E não se sinta frustrado se você constatar que muitas das suas escolhas não estão baseadas naquilo que é verdade para você: entrar em sintonia com a nossa verdade requer muito mais que autoconhecimento, precisamos nutrir a coragem de assumir quem somos e, primeiramente, nos impor dentro de nós mesmos!
E aqui vai mais um não, pois a vida não é barbada: e não pense que você vai fazer isso apenas uma vez na vida, tal movimento requer uma atenção constante. Por exemplo, se você tem o hábito de ler, já deve ter se deparado com alguma situação em que o texto lhe apresentava tão bons argumentos, que você acabou percebendo que aquilo o que pensava para determinado tema ou assunto passou a estar equivocado. Refletir sobre nos encaminha para uma maior coerência interna ou para a luz, se for adepto à teoria das sombras. E é um trabalho minucioso que devemos ter constantemente caso realmente desejarmos ser seres humanos mais compreensivos, inclusive com nós mesmos.

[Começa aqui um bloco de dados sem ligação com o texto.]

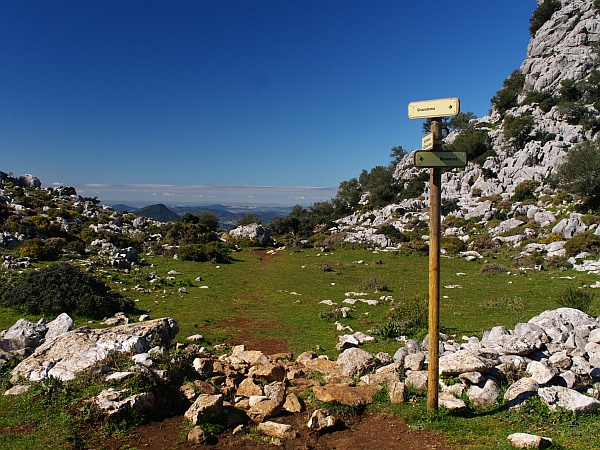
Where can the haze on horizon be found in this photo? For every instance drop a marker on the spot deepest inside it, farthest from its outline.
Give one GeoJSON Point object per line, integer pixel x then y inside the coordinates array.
{"type": "Point", "coordinates": [236, 102]}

Tá! Mas há uma questão que ainda não abordamos e depois eu prometo que concluo o texto, tá bem? Nutrir a coerência interna não significa sair por aí fazendo tudo o que você realmente acredita ser melhor para você e até mesmo para os outros. Digo isso, pois, não podemos esquecer que estamos inseridos em uma sociedade e que interagir com os hábitos e a cultura do meio também é uma característica humana que contribui inclusive para que reconheçamos se o que acreditamos ser o melhor realmente é.
Quando começamos a nos aprofundar em nossas respostas, vamos percebendo que nem sempre poderemos fazer o que desejamos e muitas vezes precisaremos nos adaptar aos costumes e ideais de outras pessoas ou de algo maior. Há coisas que nós vamos aprender a relevar, pois, não são tão relevantes, há coisas muito importantes para nós que aprenderemos a resgatar e a defender, colocando-as em primeiro plano, pois, também aprendemos que tentar agir de acordo com a nossa verdade começa aliviar o peso de precisar ser o que você não é. E não precisamos carregar isso.

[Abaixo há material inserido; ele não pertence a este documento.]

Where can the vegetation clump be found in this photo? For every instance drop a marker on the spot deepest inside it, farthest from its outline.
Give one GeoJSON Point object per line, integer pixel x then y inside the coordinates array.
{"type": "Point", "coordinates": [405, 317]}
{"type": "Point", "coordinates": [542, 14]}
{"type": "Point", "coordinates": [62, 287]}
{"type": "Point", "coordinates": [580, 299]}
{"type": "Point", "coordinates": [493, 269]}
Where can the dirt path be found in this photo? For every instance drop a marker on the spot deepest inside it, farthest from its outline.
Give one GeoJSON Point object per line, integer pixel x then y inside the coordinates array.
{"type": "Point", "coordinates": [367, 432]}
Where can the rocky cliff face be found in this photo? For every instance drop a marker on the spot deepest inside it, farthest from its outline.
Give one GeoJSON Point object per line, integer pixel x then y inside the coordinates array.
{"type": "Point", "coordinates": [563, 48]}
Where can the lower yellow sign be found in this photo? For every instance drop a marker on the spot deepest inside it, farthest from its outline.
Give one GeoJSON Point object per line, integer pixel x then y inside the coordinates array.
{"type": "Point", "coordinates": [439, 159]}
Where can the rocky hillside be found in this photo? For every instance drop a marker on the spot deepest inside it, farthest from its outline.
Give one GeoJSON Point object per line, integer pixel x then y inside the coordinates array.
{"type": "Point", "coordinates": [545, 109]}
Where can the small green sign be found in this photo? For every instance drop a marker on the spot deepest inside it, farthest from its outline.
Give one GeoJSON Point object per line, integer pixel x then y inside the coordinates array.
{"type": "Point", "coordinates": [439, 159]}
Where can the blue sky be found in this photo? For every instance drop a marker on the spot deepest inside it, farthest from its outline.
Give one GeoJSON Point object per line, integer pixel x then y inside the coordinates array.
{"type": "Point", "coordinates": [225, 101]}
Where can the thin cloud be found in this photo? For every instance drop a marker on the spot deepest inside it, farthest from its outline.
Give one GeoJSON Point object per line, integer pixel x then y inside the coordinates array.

Avalio que está mais do que na hora de repensarmos muito do que fazemos verdadeiramente por nós e para os outros. Quando alimentamos essa coerência interna, paramos de desejar o que o outro tem e começamos a desejar o que realmente faz sentido para nós; paramos de nos importar com o cenário e buscamos a nos importar com o momento; paramos de nos retratar como aquilo que gostaríamos de ser e começamos a nos retratar com aquilo que nós verdadeiramente somos, pois, descobrimos que “mentir para si, é sempre a pior mentira”.
Ainda está confuso e não sabe o que é verdade para você? Vamos a algumas dicas práticas para começar:
1- Pergunte-se: Se eu soubesse que morreria amanhã, o que faria hoje? (a resposta dessa pergunta lhe norteia para onde você deveria investir a maior parte do seu tempo, pois, é o que para você verdadeiramente importa).
2- Caso possuir, de uma olhadinha no seu Instagram (ou qualquer outra rede social) e selecione quatro fotos que você publicou e se pergunte: o que eu estava querendo mostrar quando as publiquei?
3- Assista este vídeo: https://www.youtube.com/watch?v=CQcvXlZbW7k (Título: Autoestima: o poder de ser você mesmo | Camila Coutinho | TEDxSãoPaulo).
4- Buda, Jesus Cristo, Confúcio, Marco Aurélio, Platão… selecione alguém dessa turma da pesada e leia a respeito, eu tenho muita confiança de que eles irão lhe conduzir na busca pela sua verdade.
Bem, chegamos ao final de mais um texto reflexivo. Espero muito poder ter lhe ajudado de alguma forma. Obrigada por passar um tempo comigo nesta leitura e até a próxima!